Et ce n’est pas une question qui ne mérité d’être posé que par l’adolescent qui
s’affronte aux grandes questions métaphysiques de la vie.
« Quand on est jeune, il ne faut pas hésiter à s’adonner à la philosophie, et quand on est vieux, il ne faut pas se lasser d’en poursuivre l’étude. Car personne ne peut soutenir qu’il est trop jeune ou trop vieux pour acquérir la santé de l’âme. Ceux qui prétendrait que l’heure de philosopher n’est pas encore venue ou qu’elle est déjà passé, ressemblerait à celui qui dirait que l’heure n’est pas encore arrivée d’être heureux ou qu’elle est déjà passée ». Il y a une relation intime entre l’étude de la philosophie, la santé de l’âme et le bonheur.
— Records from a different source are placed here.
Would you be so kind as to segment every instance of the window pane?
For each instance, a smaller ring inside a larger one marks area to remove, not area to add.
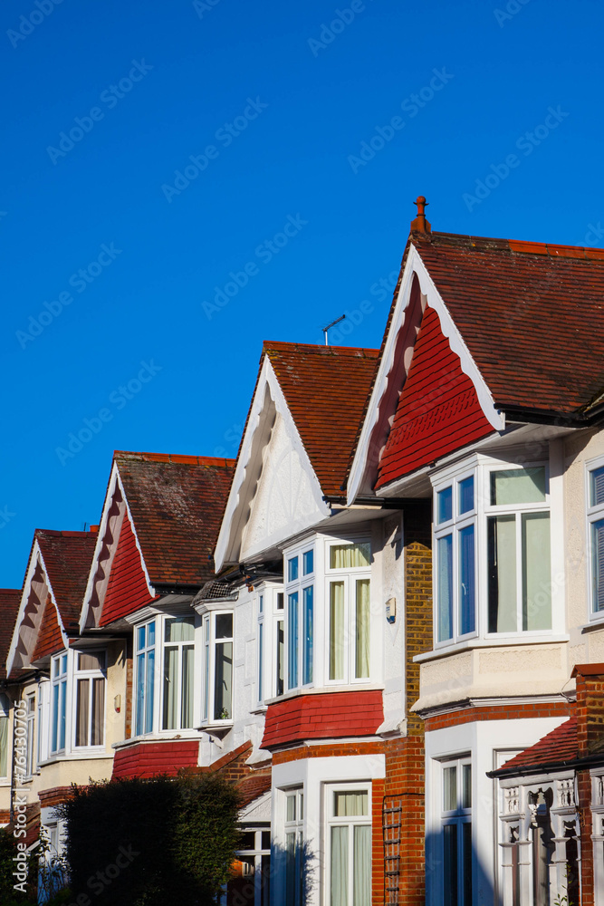
[[[233,614],[216,613],[216,639],[233,638]]]
[[[475,629],[475,568],[474,525],[459,533],[459,634]]]
[[[283,621],[277,621],[277,688],[276,694],[283,694],[283,662],[285,660],[285,642],[284,642],[284,632],[283,632]]]
[[[438,641],[453,638],[453,537],[436,543]]]
[[[166,621],[166,641],[193,641],[195,617],[170,617]]]
[[[457,808],[457,767],[443,770],[443,811],[455,812]]]
[[[604,519],[591,525],[591,581],[593,609],[604,610]]]
[[[604,504],[604,466],[590,472],[590,506]]]
[[[459,515],[474,509],[474,476],[459,482]]]
[[[445,487],[436,494],[436,524],[448,522],[453,518],[453,488]]]
[[[78,654],[78,670],[105,670],[105,652],[104,651],[90,651],[86,653]]]
[[[457,906],[457,825],[446,824],[443,828],[443,893],[445,906]]]
[[[302,554],[302,573],[304,575],[314,573],[314,551],[306,551]]]
[[[312,682],[312,645],[313,645],[313,589],[312,585],[302,592],[304,619],[304,638],[302,649],[302,684]]]
[[[363,816],[369,814],[369,794],[367,790],[333,794],[333,815],[336,818]]]
[[[462,765],[462,808],[472,808],[472,765]]]
[[[491,472],[491,503],[539,504],[545,500],[545,468],[506,468]]]
[[[371,602],[369,579],[359,579],[356,583],[356,630],[355,677],[366,679],[369,675],[369,636]]]
[[[233,642],[216,645],[214,719],[230,720],[233,696]]]
[[[90,680],[78,680],[75,703],[75,745],[88,746]]]
[[[550,515],[523,516],[523,629],[551,629]]]
[[[344,679],[344,583],[330,583],[330,680]]]
[[[298,593],[288,595],[287,688],[298,685]]]
[[[92,721],[91,745],[102,746],[105,724],[105,680],[92,680]]]
[[[332,545],[330,548],[331,569],[353,569],[369,566],[371,564],[371,545]]]
[[[371,828],[354,828],[352,906],[371,906]]]
[[[348,827],[331,828],[331,906],[349,906]]]
[[[491,516],[487,520],[489,632],[515,632],[516,517]]]

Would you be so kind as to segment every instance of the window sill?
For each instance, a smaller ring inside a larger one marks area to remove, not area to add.
[[[604,625],[604,623],[602,624]],[[569,635],[508,635],[498,636],[493,639],[468,639],[465,641],[458,641],[455,645],[448,645],[446,648],[436,648],[432,651],[426,651],[423,654],[416,654],[413,662],[422,664],[427,660],[436,660],[438,658],[448,658],[452,654],[460,651],[472,651],[475,648],[515,648],[518,645],[555,645],[563,641],[570,641]]]

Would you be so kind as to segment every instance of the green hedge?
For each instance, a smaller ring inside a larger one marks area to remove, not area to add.
[[[58,811],[77,906],[206,906],[229,878],[236,789],[215,775],[73,787]]]

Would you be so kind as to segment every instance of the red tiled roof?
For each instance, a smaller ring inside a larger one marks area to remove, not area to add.
[[[66,631],[78,628],[97,535],[37,528],[35,538]]]
[[[153,584],[214,578],[214,548],[235,460],[116,450],[126,499]]]
[[[323,492],[342,494],[379,352],[264,342]]]
[[[6,679],[6,659],[20,603],[20,589],[0,588],[0,680]]]
[[[604,390],[604,250],[409,236],[494,401],[570,414]]]
[[[577,757],[579,757],[577,718],[570,718],[544,736],[534,746],[510,758],[499,771],[526,768],[528,773],[537,773],[537,769],[542,766],[572,761]],[[499,771],[494,773],[498,774]]]

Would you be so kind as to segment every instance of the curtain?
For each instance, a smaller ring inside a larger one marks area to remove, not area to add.
[[[549,513],[523,516],[523,629],[551,629]]]
[[[357,580],[356,601],[356,651],[355,677],[366,679],[369,676],[369,637],[370,637],[370,583],[369,579]]]
[[[178,702],[178,649],[167,648],[164,651],[164,720],[165,730],[173,730],[177,725]]]
[[[371,828],[354,829],[352,906],[371,906]]]
[[[91,745],[102,746],[103,724],[105,718],[105,680],[92,680],[92,722],[91,725]]]
[[[371,545],[332,545],[330,549],[330,567],[331,569],[353,569],[357,566],[371,564]]]
[[[344,583],[330,583],[330,680],[344,679]]]
[[[489,632],[515,632],[516,517],[492,516],[488,528]]]
[[[491,472],[491,503],[539,504],[545,500],[545,468],[509,468]]]
[[[349,906],[348,827],[331,828],[331,906]]]
[[[453,537],[437,541],[438,641],[453,638]]]
[[[0,714],[0,777],[7,776],[8,771],[8,717]]]
[[[90,707],[90,680],[78,680],[75,745],[88,746],[88,710]]]
[[[475,628],[475,567],[474,525],[459,533],[459,634],[474,632]]]
[[[604,611],[604,519],[591,525],[591,573],[594,612]]]
[[[180,726],[183,729],[193,726],[194,669],[193,645],[185,645],[182,650],[182,689],[180,692]]]

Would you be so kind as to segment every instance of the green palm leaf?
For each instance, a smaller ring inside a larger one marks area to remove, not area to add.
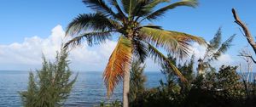
[[[172,9],[172,8],[175,8],[179,6],[189,6],[189,7],[195,8],[195,6],[197,6],[197,4],[198,4],[197,0],[183,0],[181,2],[172,3],[164,8],[161,8],[153,12],[151,14],[148,15],[145,19],[147,19],[148,20],[155,20],[155,19],[159,18],[160,16],[162,16],[169,9]]]
[[[163,54],[161,54],[157,48],[155,48],[151,44],[148,44],[149,56],[161,64],[167,65],[172,70],[172,71],[181,79],[182,82],[186,82],[186,78],[183,75],[177,70],[175,65],[172,63]]]
[[[129,71],[127,68],[131,65],[131,41],[120,37],[103,73],[108,96],[112,94],[113,88],[123,79],[125,71]]]
[[[110,21],[110,20],[102,14],[79,14],[68,25],[66,35],[79,34],[86,30],[103,31],[115,29],[115,27],[113,22]]]
[[[140,33],[146,42],[154,44],[156,47],[163,47],[168,53],[181,59],[188,56],[191,51],[189,42],[205,43],[204,39],[201,37],[177,31],[143,27]]]
[[[76,37],[72,40],[68,41],[64,45],[64,48],[67,48],[68,46],[74,47],[80,45],[84,38],[86,38],[89,46],[104,42],[107,39],[110,39],[112,31],[113,31],[84,33],[81,36]]]

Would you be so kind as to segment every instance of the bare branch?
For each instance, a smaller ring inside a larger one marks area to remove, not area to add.
[[[251,35],[249,29],[247,27],[247,25],[240,20],[238,14],[236,12],[235,8],[232,8],[232,13],[233,13],[233,16],[235,18],[235,22],[240,25],[245,35],[245,37],[247,37],[247,42],[249,42],[249,44],[251,45],[251,47],[253,48],[254,53],[256,54],[256,43],[254,42],[254,39],[253,37],[253,36]],[[254,61],[253,61],[254,62]],[[254,62],[256,63],[256,62]]]

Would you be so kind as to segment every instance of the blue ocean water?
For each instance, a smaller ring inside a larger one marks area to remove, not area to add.
[[[147,87],[159,85],[163,75],[159,72],[145,72]],[[20,107],[22,105],[19,95],[27,87],[28,71],[0,71],[0,106]],[[107,91],[102,81],[102,73],[99,71],[79,72],[78,80],[65,106],[94,106],[102,101],[121,100],[122,86],[114,90],[110,99],[107,99]]]

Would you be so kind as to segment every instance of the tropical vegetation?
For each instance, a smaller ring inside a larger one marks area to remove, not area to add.
[[[26,91],[20,92],[25,107],[62,106],[76,82],[71,78],[67,49],[57,53],[55,62],[46,61],[43,56],[42,69],[29,73]]]
[[[151,57],[167,65],[185,82],[182,73],[156,48],[163,48],[173,56],[183,59],[189,53],[190,42],[204,44],[205,41],[201,37],[145,23],[156,20],[170,9],[180,6],[195,8],[198,4],[197,0],[182,0],[173,3],[169,0],[83,0],[83,3],[94,13],[81,14],[70,22],[67,36],[74,37],[66,43],[65,48],[80,45],[84,39],[89,46],[93,46],[112,37],[119,37],[103,73],[108,96],[123,81],[123,106],[128,107],[129,70],[132,58],[144,62],[148,56]]]

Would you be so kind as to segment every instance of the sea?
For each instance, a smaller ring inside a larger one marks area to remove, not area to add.
[[[0,70],[0,107],[20,107],[19,92],[26,91],[29,71]],[[75,75],[75,73],[74,73]],[[146,87],[159,86],[164,76],[160,71],[145,72]],[[101,71],[79,72],[79,76],[65,107],[93,107],[101,102],[122,100],[122,85],[119,85],[110,99],[107,98],[106,87]]]

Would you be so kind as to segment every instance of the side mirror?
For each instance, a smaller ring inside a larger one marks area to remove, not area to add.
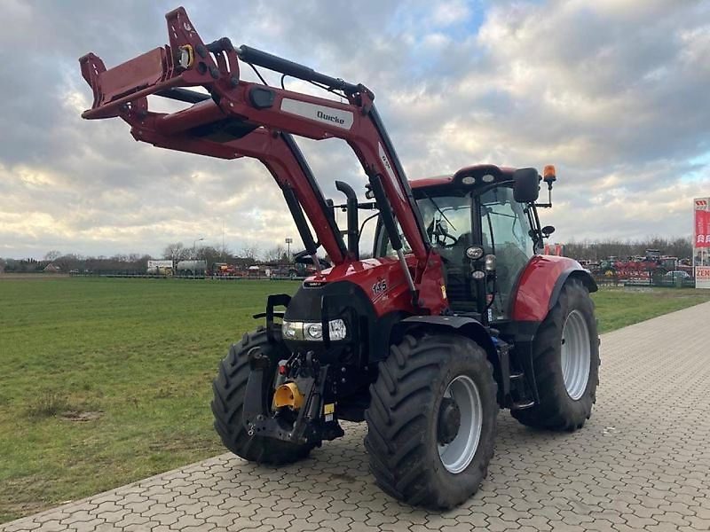
[[[540,176],[535,168],[518,168],[513,174],[513,198],[518,203],[533,203],[540,196]]]

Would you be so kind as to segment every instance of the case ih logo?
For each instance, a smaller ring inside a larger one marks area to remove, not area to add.
[[[372,286],[372,293],[375,295],[379,295],[387,290],[387,281],[384,279],[378,279],[375,285]]]

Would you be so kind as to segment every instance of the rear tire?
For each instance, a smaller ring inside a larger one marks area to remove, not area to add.
[[[225,447],[250,462],[280,465],[304,458],[312,445],[297,445],[247,434],[242,411],[249,377],[248,354],[255,348],[259,348],[272,361],[288,358],[288,353],[280,352],[283,350],[280,345],[269,342],[266,330],[263,327],[248,332],[241,342],[233,344],[229,354],[219,364],[217,376],[212,381],[215,430]],[[264,387],[272,389],[271,379],[264,379]]]
[[[476,493],[493,454],[496,391],[485,351],[471,340],[406,336],[380,364],[365,413],[365,447],[377,484],[430,508],[452,508]],[[453,426],[452,408],[460,417]]]
[[[572,348],[574,346],[577,348]],[[579,279],[564,284],[559,300],[540,325],[532,348],[532,367],[540,403],[512,411],[513,417],[538,428],[581,428],[596,401],[599,338],[594,302]]]

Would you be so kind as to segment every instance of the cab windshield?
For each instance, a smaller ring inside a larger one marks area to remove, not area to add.
[[[446,194],[437,195],[436,191],[414,191],[427,236],[444,262],[448,299],[454,309],[476,309],[477,283],[470,277],[466,248],[481,246],[486,254],[496,255],[493,310],[495,317],[504,317],[517,278],[534,254],[525,206],[515,200],[509,186],[456,192],[448,189]],[[396,254],[382,228],[375,250],[376,256]]]

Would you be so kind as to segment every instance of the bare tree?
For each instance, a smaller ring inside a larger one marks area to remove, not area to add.
[[[266,262],[279,262],[283,260],[285,254],[283,246],[277,246],[264,252],[264,260]]]
[[[44,260],[45,261],[56,261],[61,256],[61,252],[57,251],[56,249],[52,249],[51,251],[48,251],[44,254]]]

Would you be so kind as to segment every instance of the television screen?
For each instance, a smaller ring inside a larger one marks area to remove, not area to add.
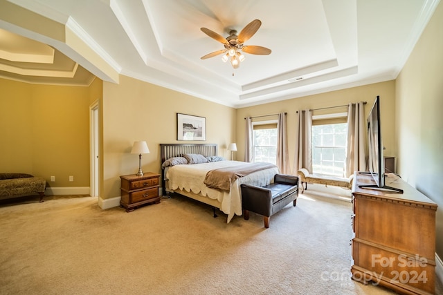
[[[368,169],[378,187],[385,185],[383,143],[380,129],[380,97],[377,96],[368,116]]]
[[[381,125],[380,124],[380,97],[377,96],[372,108],[368,116],[368,146],[369,172],[375,180],[375,185],[359,185],[363,189],[381,189],[402,193],[400,189],[388,187],[385,184],[385,167],[383,157],[383,142],[381,141]],[[364,173],[365,172],[363,172]]]

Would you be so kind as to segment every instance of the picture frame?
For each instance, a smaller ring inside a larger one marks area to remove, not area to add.
[[[177,113],[177,140],[206,140],[206,118]]]

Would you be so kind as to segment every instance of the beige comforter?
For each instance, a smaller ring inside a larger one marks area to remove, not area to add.
[[[242,198],[240,184],[247,183],[256,186],[264,186],[273,180],[273,176],[278,173],[278,169],[273,166],[260,170],[238,178],[230,186],[229,192],[208,187],[204,183],[206,173],[213,169],[241,166],[244,162],[219,161],[189,165],[176,165],[170,167],[166,172],[168,188],[169,190],[185,190],[187,192],[217,200],[220,203],[220,210],[228,215],[228,222],[235,214],[241,216]]]
[[[208,171],[204,183],[208,187],[229,192],[231,184],[238,178],[274,167],[275,165],[260,162],[219,168]]]

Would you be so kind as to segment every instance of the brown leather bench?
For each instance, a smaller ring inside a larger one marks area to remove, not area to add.
[[[298,196],[298,178],[275,174],[274,182],[264,187],[241,184],[242,205],[245,220],[249,211],[263,216],[264,227],[269,227],[269,218],[291,202],[296,206]]]

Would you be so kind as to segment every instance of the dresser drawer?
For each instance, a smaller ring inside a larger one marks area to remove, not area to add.
[[[142,189],[143,187],[154,187],[159,184],[159,178],[148,178],[143,180],[132,181],[129,189]]]
[[[131,193],[131,202],[132,203],[134,203],[136,202],[156,198],[158,196],[159,188],[154,187],[152,189],[148,189]]]

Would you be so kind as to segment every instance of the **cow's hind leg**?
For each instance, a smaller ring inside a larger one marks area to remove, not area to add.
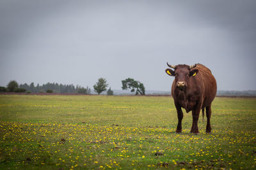
[[[179,104],[175,104],[175,107],[179,120],[178,125],[177,125],[176,132],[181,133],[182,130],[182,122],[183,118],[183,112],[182,110],[181,110],[180,106],[179,106]]]
[[[190,131],[191,133],[196,134],[199,134],[198,122],[201,108],[202,108],[202,102],[197,105],[195,110],[192,110],[193,123],[192,123],[191,130]]]
[[[206,125],[206,132],[211,133],[212,128],[211,127],[211,116],[212,115],[211,104],[206,107],[206,117],[207,117],[207,124]]]

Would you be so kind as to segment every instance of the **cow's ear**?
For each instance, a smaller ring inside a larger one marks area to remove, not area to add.
[[[198,73],[198,70],[197,69],[193,69],[189,73],[189,76],[195,76]]]
[[[175,74],[175,72],[174,72],[174,71],[170,69],[166,69],[165,70],[165,72],[167,73],[167,74],[171,76],[174,76],[174,74]]]

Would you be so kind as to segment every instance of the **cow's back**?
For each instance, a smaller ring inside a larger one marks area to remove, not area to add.
[[[196,69],[199,70],[198,76],[204,83],[204,103],[202,107],[209,106],[215,97],[217,92],[217,84],[214,76],[211,70],[201,64],[197,64]]]

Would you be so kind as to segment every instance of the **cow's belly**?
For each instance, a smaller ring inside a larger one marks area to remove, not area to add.
[[[187,113],[189,112],[191,110],[195,110],[195,107],[196,106],[196,101],[180,101],[179,102],[180,106],[186,110]]]

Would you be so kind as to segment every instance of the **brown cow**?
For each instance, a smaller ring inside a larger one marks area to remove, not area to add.
[[[172,96],[178,115],[179,123],[176,132],[181,132],[181,122],[183,113],[181,108],[188,113],[192,111],[193,124],[190,132],[198,134],[197,125],[200,110],[206,109],[207,124],[206,132],[210,133],[210,118],[211,104],[215,97],[217,85],[214,77],[209,69],[202,64],[197,64],[189,66],[185,64],[177,66],[167,65],[174,69],[166,69],[165,72],[170,76],[175,76],[172,86]]]

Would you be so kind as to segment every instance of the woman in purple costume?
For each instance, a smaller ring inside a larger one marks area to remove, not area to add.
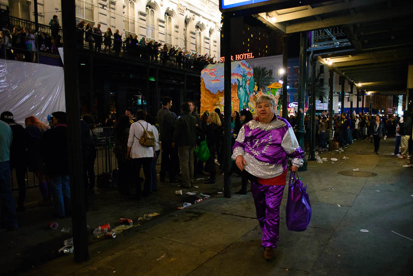
[[[304,152],[289,123],[275,115],[272,97],[261,95],[255,108],[258,117],[242,126],[232,157],[251,180],[257,218],[262,230],[264,257],[270,259],[278,241],[280,205],[288,158],[291,170],[297,171],[302,165]]]

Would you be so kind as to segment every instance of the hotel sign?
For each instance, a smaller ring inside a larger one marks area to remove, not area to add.
[[[254,58],[254,56],[252,55],[252,53],[244,53],[243,54],[240,54],[239,55],[235,55],[235,59],[236,61],[239,61],[242,60],[247,60],[248,59],[253,59]],[[231,61],[234,61],[234,56],[231,56]],[[220,62],[224,62],[225,61],[225,59],[224,57],[221,57],[221,58],[219,59],[219,61]]]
L’étude de la philosophie, telle que la conçoit Épicure, ouvre les yeux de l’intelligence et seul un esprit sage peut vivre heureusement dans une relation saine avec le corps et avec la vie. Seule la santé de l’âme rend possible une vie digne et heureuse.
« Ce ne sont pas les beuveries et les orgies continuelles, les jouissance des jeunes garçons et des femmes, les poissons et les autres mets qu’offre une table luxueuse, qui engendrent une vie heureuse, mais la raison vigilante, qui recherche minutieusement les motifs de ce qu’il faut choisir et de ce qu’il faut éviter et qui rejette les vaines opinions, grâce auxquelles le plus grand trouble s’empare des âmes ». (texte) Le terme la raison vigilante mérite d’être commenté, car il est la clé du problème et le problème lui-même. La sagesse tient à la maîtrise de soi, la folie à l’absence de maîtrise. La sagesse suppose que l’intelligence inspire et gouverne les choix que nous avons à faire quotidiennement. La sagesse suppose un sens aigu de la discrimination entre ce qu’il convient de faire et ce qu’il convient d’éviter. La sagesse suppose la lucidité dans laquelle prend place la décision juste et l’action juste. Qu’est-ce qui trouble l’esprit et finit par l’égarer ? Les opinions vaines. Un esprit imbu d’opinions vaines est confus, car il n’a pas pris conscience de la vanité même de ses propres croyances ; comme il en est inconscient, il croit nécessaire de poursuivre ce qui n’a pas vraiment de valeur et au bout du compte, il est le jouet de sollicitations incohérentes. Il est dans le trouble, ce trouble qui « s’empare des âmes » et la plonge dans l’égarement. (texte)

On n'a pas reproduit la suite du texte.